In the fall of 1996, the litigation was settled. Under the terms of the settlement, EPA and West Virginia were to prepare lists of impaired streams and plans to fix the problems. The settlement contained a list of streams that would be done first and a commitment to complete the lists within ten years.
Although it has not done all that it was supposed to do under the settlement, West Virginia now has a substantial list of impaired streams. The list is reviewed and updated from time to time and streams are often added to the list.
The controversy in this case
This case addresses a specific type of impaired streams: those who are impaired by what is called “ionic pollution” or high conductivity. West Virginia has between two hundred and six hundred such streams, depending upon who is doing the estimating.
Conductivity is a measure of the ability of water to pass an electrical current. Totally pure water is a poor conductor of electricity. The more substances that are in the water, the greater the conductivity. Conductivity is useful as a general measure of stream water quality. Research has shown that high conductivity can make a stream inhospitable to aquatic life, making the stream biologically impaired.

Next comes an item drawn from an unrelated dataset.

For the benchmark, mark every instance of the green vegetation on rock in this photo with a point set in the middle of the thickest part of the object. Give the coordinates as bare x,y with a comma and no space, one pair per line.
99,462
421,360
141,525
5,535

Since 2012, West Virginia has not been considering conductivity when it prepares lists of impaired streams and plans for cleaning them up. It did this largely because in 2012 the West Virginia Legislature directed it to not do any more lists until it had developed a new method of determining whether a stream was biologically impaired. Such a direction would be beneficial to the coal industry. The West Virginia Department of Environmental Protection has been “working on” developing a new method since then but has not made much progress. It has offered no estimate of when it might finish.
The plaintiffs (West Virginia Highlands Conservancy, Ohio Valley Environmental Coalition, West Virginia Rivers Coalition, and Sierra Club) contended that submitting lists that do not include streams impaired by high conductivity is the same as submitting no lists or cleanup plans at all. EPA has a duty to approve or disapprove the lists West Virginia has submitted. Since the lists submitted do not address conductivity, it could not approve them. If it does not approve West Virginia’s lists, EPA must step in and do Wests Virginia’s job or preparing lists of impaired streams and cleanup plans.
The Court agreed with the plaintiffs. It concluded that West Virginia had been lax in creating the legally required plans to clean up impaired steams. It also ruled that the Environmental Protection Agency had been equally lax in its oversight of West Virginia.
What happens next
In the past, West Virginia has submitted clean-up plans (TMDLs) for some streams, just not the ones that are biologically impaired by high conductivity. EPA is required to either approve or disapprove the submissions or–in the case of the biologically impaired streams—the non-submissions of clean up plans. The judge ordered EPA approve or disapprove the plans within thirty days. From the tenor of the decision, it is apparent that the judge thinks that EPA should disapprove the plans (or non-plans).
Once this happens, the EPA will have a duty to step in and write the necessary clean-up plans. If it does not do so, there will be more litigation seeking to require it to do so.
The other possibility is that EPA could appeal this decision. Then it is back to court for more arguing, etc.